Перед Салтыковым немым укором стоял бессловесный образ этого бедного униженного мужика, все вновь и вновь унижаемого в его человеческом достоинстве, тихого и смирного мужика, которого еще надо было «усмирять» истязанием и битьем, и не как-нибудь, а вырыванием бороды да всё — «коленкой в лицо». И Салтыков мужественно и стойко преследовал преступления помещичьей братии, которую накануне реформы обуял прямо-таки «бред», боролся против тех мощных сил, которые стояли за спиной Зиновьева, сановника и богача, бывшего воспитателя самого Александра II, и многих других, ему подобных.
Салтыкову удалось добиться смены ненавистного крестьянам бурмистра, но он «потерпел неудачу в попытках извлечь из «зиновьевского дела» и предать гласности судебного разбирательства разоблачительные материалы более громкого общественного и государственного звучания. Речь идет о скандально-сенсационных выводах, которые были сделаны в результате ознакомления с привлеченными к следствию приходо-расходными книгами вотчинной конторы. Обращение к секретным записям в этих книгах позволило установить, что контора помещика-магната фактически содержала «на жалованье» всех должностных лиц в уезде». В конце концов «из Петербурга поступило категорическое запрещение дальнейшего не только судебного, но и следственного рассмотрения «незаконных расходов», занесенных в вотчинные приходо-расходные книги. Сами же книги предложено было изъять из «вещественных доказательств» и возвратить владельцу» (С. А. Макашин).
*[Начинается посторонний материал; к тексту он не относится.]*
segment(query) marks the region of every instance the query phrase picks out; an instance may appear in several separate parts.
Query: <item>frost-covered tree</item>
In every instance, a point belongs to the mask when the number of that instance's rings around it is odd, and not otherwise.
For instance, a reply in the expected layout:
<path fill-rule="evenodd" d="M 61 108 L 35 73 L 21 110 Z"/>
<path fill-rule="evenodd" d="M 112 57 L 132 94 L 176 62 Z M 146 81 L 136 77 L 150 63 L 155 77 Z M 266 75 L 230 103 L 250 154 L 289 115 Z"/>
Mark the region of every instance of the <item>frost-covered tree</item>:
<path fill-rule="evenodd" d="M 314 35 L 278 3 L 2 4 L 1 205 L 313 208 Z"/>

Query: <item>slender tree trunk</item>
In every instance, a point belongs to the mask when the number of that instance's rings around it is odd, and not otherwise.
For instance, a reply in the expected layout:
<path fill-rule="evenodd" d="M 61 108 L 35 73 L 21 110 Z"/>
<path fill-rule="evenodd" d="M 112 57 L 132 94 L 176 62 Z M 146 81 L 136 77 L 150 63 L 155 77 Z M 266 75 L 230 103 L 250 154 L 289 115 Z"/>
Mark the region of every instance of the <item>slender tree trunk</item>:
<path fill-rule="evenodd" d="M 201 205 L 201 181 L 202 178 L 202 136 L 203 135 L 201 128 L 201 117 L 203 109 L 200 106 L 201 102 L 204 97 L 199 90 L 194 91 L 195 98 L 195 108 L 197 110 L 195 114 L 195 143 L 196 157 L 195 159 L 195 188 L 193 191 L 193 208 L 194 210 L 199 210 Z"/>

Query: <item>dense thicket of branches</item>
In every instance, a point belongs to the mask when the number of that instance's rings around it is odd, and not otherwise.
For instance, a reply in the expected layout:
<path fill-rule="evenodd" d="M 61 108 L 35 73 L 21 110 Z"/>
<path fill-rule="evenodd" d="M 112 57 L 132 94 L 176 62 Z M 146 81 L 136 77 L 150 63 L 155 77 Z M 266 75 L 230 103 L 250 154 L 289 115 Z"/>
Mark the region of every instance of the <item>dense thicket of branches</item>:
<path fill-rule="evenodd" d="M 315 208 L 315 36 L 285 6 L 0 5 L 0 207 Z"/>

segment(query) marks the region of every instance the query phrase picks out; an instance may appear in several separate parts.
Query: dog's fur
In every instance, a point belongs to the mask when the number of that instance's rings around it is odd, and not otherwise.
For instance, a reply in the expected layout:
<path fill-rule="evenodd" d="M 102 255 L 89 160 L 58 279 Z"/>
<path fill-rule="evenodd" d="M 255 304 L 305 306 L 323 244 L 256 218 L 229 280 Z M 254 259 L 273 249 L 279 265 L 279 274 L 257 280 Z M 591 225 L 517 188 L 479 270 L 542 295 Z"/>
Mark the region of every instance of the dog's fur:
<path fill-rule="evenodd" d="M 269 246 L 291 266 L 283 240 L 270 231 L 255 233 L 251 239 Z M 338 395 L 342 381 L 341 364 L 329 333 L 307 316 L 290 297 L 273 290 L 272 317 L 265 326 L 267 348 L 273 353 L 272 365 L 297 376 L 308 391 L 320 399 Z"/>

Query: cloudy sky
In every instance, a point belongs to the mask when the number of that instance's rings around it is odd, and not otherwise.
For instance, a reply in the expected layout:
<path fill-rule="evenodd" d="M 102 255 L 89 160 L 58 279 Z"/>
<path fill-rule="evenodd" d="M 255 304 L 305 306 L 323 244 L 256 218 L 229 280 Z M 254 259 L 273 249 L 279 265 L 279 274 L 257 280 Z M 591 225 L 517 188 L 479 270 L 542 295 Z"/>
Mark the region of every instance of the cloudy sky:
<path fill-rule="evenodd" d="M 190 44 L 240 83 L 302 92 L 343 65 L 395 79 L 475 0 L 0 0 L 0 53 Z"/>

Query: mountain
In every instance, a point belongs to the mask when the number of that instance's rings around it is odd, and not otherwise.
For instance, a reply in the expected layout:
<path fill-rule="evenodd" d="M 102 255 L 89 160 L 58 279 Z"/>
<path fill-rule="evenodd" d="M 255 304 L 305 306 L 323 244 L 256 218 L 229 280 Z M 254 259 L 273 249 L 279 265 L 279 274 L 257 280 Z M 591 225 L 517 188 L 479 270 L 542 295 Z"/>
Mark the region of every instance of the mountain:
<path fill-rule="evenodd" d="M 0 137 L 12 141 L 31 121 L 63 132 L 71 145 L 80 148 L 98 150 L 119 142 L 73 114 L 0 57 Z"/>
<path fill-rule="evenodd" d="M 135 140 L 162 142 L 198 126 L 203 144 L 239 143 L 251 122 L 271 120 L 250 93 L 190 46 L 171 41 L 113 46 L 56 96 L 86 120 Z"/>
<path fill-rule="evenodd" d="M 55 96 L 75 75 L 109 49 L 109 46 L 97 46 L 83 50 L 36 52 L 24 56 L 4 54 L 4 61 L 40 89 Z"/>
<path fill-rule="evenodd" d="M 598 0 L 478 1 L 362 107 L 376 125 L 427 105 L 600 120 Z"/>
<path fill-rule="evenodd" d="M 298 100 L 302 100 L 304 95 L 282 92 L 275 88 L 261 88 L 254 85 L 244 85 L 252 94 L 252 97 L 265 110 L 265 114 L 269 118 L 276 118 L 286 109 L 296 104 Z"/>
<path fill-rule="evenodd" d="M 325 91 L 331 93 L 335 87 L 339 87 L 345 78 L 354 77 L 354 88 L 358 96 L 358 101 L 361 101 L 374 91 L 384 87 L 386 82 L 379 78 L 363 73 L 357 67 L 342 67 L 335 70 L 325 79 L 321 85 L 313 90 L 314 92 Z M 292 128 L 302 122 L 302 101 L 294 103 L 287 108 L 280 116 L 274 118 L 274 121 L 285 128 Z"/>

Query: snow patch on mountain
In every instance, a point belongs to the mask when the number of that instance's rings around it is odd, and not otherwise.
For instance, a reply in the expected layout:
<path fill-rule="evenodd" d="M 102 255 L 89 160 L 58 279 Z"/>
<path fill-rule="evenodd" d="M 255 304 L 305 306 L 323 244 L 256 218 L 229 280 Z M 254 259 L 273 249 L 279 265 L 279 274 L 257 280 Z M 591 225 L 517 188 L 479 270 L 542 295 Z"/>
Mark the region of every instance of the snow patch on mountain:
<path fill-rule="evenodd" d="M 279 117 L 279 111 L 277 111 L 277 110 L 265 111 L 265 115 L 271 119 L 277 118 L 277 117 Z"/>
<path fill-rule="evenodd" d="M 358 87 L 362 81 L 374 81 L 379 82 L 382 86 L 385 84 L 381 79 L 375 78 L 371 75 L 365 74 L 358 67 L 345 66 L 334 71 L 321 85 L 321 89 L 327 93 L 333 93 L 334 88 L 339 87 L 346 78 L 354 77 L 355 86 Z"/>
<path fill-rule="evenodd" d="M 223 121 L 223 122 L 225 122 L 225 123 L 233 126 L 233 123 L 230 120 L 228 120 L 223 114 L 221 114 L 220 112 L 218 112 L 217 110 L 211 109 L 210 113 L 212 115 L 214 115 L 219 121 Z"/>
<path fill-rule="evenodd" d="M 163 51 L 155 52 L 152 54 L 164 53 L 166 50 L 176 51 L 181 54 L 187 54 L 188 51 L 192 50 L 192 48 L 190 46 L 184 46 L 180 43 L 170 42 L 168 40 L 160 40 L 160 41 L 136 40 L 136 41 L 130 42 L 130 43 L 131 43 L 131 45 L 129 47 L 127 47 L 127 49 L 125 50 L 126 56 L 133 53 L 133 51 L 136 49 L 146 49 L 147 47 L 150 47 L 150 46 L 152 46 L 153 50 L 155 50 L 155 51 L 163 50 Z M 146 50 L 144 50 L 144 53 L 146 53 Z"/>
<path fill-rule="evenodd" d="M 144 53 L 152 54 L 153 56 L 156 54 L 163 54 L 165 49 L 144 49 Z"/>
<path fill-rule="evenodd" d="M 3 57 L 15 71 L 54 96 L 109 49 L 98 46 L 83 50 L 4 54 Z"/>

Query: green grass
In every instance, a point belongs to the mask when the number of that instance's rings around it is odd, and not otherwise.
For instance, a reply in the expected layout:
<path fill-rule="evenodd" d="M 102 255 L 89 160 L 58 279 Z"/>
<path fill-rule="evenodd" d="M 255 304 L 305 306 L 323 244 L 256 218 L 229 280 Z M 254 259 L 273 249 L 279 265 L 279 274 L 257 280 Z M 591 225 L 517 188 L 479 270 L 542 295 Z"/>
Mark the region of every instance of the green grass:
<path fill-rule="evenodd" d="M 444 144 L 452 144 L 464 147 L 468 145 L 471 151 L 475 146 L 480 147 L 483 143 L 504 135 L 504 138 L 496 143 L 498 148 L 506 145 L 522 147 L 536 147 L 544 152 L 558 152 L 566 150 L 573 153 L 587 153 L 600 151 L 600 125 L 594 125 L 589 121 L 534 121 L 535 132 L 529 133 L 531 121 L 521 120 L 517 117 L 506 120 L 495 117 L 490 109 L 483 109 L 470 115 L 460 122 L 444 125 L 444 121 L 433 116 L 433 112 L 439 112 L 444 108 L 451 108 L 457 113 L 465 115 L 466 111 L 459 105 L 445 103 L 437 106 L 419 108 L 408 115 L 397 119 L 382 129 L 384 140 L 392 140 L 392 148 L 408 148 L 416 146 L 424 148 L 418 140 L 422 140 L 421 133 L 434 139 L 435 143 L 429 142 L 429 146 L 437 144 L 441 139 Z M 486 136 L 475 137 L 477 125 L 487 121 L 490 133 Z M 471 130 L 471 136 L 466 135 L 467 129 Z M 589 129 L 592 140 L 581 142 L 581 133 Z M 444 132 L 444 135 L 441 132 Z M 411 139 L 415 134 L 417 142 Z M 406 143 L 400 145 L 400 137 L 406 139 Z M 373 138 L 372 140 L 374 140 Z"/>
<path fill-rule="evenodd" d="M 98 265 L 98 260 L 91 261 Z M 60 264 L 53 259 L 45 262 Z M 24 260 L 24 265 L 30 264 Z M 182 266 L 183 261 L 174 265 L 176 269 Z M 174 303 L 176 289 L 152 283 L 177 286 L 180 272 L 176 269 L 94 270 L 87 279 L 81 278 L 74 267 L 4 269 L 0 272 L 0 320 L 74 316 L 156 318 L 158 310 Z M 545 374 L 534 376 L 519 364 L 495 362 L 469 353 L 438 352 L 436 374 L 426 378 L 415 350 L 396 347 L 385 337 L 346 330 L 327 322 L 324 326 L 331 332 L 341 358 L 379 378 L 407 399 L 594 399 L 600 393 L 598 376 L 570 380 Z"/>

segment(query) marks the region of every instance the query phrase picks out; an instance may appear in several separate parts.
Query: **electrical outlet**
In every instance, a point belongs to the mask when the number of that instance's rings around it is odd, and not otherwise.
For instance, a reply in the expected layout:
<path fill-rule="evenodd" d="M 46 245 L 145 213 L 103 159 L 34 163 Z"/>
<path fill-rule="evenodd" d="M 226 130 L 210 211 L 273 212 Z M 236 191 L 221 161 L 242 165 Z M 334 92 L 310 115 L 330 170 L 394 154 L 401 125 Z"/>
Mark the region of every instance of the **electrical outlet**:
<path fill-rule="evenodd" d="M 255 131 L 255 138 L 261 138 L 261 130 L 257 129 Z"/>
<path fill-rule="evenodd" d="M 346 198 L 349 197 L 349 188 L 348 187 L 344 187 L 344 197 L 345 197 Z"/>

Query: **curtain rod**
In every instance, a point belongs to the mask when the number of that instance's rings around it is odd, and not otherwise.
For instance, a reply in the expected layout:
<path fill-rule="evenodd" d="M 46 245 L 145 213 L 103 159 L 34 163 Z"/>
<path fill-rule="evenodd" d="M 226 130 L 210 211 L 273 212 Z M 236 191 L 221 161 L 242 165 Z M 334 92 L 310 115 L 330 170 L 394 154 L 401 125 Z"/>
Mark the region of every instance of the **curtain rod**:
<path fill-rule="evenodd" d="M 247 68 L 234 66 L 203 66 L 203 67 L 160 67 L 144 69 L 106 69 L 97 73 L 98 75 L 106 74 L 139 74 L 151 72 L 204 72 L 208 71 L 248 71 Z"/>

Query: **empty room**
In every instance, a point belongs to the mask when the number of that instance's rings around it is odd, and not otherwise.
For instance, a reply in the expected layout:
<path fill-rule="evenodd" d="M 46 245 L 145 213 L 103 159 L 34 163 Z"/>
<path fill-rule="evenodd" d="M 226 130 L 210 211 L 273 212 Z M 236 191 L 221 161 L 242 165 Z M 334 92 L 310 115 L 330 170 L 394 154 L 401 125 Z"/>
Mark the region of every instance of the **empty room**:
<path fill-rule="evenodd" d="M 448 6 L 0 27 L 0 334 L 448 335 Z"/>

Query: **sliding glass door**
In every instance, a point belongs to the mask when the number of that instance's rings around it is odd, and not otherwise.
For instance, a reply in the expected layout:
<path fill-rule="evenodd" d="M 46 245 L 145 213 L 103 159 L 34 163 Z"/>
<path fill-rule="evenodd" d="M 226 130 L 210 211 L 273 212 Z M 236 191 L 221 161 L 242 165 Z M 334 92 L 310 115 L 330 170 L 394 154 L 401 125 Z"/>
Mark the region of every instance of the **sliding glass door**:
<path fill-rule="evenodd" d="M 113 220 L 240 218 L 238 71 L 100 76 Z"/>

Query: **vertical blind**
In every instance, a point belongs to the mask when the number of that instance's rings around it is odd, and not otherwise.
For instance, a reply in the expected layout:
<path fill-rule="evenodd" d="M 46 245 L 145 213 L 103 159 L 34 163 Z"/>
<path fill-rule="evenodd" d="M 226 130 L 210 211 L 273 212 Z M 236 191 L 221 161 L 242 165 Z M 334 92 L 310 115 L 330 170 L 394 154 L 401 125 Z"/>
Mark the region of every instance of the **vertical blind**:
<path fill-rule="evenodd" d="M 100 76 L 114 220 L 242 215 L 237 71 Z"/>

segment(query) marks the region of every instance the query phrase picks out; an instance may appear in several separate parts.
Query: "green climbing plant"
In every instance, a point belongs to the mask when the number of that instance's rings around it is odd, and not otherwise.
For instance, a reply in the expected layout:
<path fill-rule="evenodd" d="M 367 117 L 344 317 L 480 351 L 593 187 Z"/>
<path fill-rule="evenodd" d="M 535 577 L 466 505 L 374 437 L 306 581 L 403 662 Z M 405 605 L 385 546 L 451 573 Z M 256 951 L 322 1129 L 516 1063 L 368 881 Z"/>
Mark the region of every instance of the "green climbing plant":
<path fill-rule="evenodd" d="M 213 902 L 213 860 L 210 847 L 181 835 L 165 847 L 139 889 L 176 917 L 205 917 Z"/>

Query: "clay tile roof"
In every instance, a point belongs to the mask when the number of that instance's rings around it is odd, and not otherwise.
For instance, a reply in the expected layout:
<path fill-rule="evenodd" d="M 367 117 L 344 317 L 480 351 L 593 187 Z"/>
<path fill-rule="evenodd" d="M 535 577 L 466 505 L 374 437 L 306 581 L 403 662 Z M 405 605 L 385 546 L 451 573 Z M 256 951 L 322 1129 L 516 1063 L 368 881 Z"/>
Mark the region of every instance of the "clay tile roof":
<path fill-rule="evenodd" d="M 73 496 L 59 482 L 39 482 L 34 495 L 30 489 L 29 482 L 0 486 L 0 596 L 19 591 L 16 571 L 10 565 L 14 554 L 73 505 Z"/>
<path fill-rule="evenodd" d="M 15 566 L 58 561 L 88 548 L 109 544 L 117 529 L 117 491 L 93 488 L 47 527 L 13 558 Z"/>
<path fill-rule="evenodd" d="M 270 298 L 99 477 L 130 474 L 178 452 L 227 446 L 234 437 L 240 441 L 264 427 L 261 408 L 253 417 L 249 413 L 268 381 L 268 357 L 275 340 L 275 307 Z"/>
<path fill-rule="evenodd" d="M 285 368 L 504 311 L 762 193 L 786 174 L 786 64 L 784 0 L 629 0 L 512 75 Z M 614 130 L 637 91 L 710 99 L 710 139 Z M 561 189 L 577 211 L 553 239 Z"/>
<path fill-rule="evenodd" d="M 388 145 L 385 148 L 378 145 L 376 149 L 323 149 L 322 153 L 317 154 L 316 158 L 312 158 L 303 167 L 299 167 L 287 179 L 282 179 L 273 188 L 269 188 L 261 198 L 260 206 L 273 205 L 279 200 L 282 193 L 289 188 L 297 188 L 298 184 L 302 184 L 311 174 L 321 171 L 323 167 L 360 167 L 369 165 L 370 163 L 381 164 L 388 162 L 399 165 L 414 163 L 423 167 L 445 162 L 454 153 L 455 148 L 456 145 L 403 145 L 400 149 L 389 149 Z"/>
Исход этого дела, так же как когда-то, в годы вятской службы, все перипетии, связанные с бунтом трушниковских крестьян, все чаще и чаще заставлял Салтыкова задумываться о том, сколь реально действенны идеи и поведение искреннего и подлинного защитника крестьян, вся боль сердца которого была отдана русскому мужику, и, одновременно, крупного бюрократа, вольного или невольного проводника правительственного курса — в тех общественных условиях, когда правыми в конце концов остаются все же Зиновьевы и Симановские.
А между тем жизненный и творческий опыт Салтыкова все пополнялся и пополнялся новыми материалами. Опять, как когда-то в вятские годы, по поручению губернатора, но теперь уже не ссыльный чиновник, а вице-губернатор, отправился Салтыков ревизовать делопроизводство уездных учреждений и городское хозяйство уездных городов, среди которых был и Калязин и Калязинский уезд, тот самый уезд, где в селе Спас-Угол провел Салтыков свое десятилетнее деревенское детство.
Салтыков плыл по Волге в Калязин, откуда отправился в Кашин и Корчеву. Стоял сентябрь... Все кругом было так знакомо: вековая глушь и тишина, болота и топи, волжские берега, покрытые березняком и ельником, буреломные глухие леса, разбитые сельские дороги: колеса тележки то увязают по ступицу, то стучат и прыгают но мучительному мостовнику... Кое-где на полянках бедные деревеньки, робкий мужик, кланяющийся вслед проезжающему барину... Знакомые пейзажи, знакомые ощущения... Что же здесь изменилось за последние годы? И что мог сделать он, чтобы развеять эту вековую тишину и дремоту, чтобы облегчить эту неизбывную «повинность работе», что сделать, чтобы легче вздохнул Иванушка? Да чего хочет сам-то он, этот загадочный Иванушка? Желает ли он сесть за один стол с Зубатовым, чтобы судить да рядить, или бьется день и ночь, добывая в поте лица хлеб насущный, будто и не для него были сказаны слова: «не хлебом единым будет жив человек»?